On my right, the guy was shoving me toward the edge of the road. On my left, two had seized me and were dragging me left. And from the rear, it felt as though someone were tearing out my hair. What has been said, so often, but is hard to grasp, is how fast it happens.
In my panic, I thought only of keeping my feet. I did not want to fall, be "down," helpless. Yelling, yes, or loudly protesting, lashing futilely with my arms, crying out: But on my own momentum, my own power, I was veering off the road, over the edge, toward the woods.
It was just a few yards into the woods when I sprawled, pushed maybe, in the dirt, kicking out. But lots of panting hands were jerking down my shorts and shirt, pulling and tearing, stripping me open like a Christmas present. I flipped over, flipped back, trying to protect myself. Nothing worked. I just lost every shred. I was a naked white girl squirming in the dust.

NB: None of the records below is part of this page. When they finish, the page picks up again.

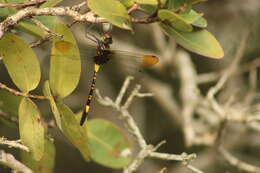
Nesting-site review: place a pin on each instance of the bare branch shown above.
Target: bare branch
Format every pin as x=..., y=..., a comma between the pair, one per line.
x=13, y=144
x=238, y=163
x=22, y=4
x=146, y=150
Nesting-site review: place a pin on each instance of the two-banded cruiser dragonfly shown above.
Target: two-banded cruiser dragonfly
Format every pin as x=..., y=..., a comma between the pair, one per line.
x=103, y=55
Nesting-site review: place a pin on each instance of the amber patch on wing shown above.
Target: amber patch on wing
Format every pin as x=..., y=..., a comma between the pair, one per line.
x=150, y=60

Sometimes, you get one of those surges of energy, or terror, and I gained my feet, punching and kicking, broke away, headed for the road. Funny, in a way, because I was stark naked, but the road represented safety, sanity. And I nearly made it, clambering up the slight embankment, so my hands scrabbled at the pavement—and then, they all piled on me, flattening me, so my bare breasts, my belly, rasped on the tarmac's rough edge.
As though from nowhere, or heaven, I heard: "Hey, yo...What the hell are you doing?"
My head shot up. Another black guy. Really tall, long legs sweating with his run, chest and shoulders massive under a brown T-shirt that said "Have A Great Day, Love," and, at that moment, a face that seemed heartbreakingly beautiful.
And then, "Hey, back off, brother. What's going down, here?" And he was reaching down for me and I was weeping. This was a full-blown nightmare and I was stark naked, covered with dirt, my face streaked with tears and probably snot, my tits scratched...
With fearful speed, two of my attackers were on the road, and I heard one yell, "Fuck off, none of your fucking business..." And they were in front of me, blocking my view of my savior.
An abrupt, sickening "thud" and a body was flying over my head into the woods. Next, a scream, flailing of legs, a protest, and a body flew totally over my head. I heard it land sounding way behind me.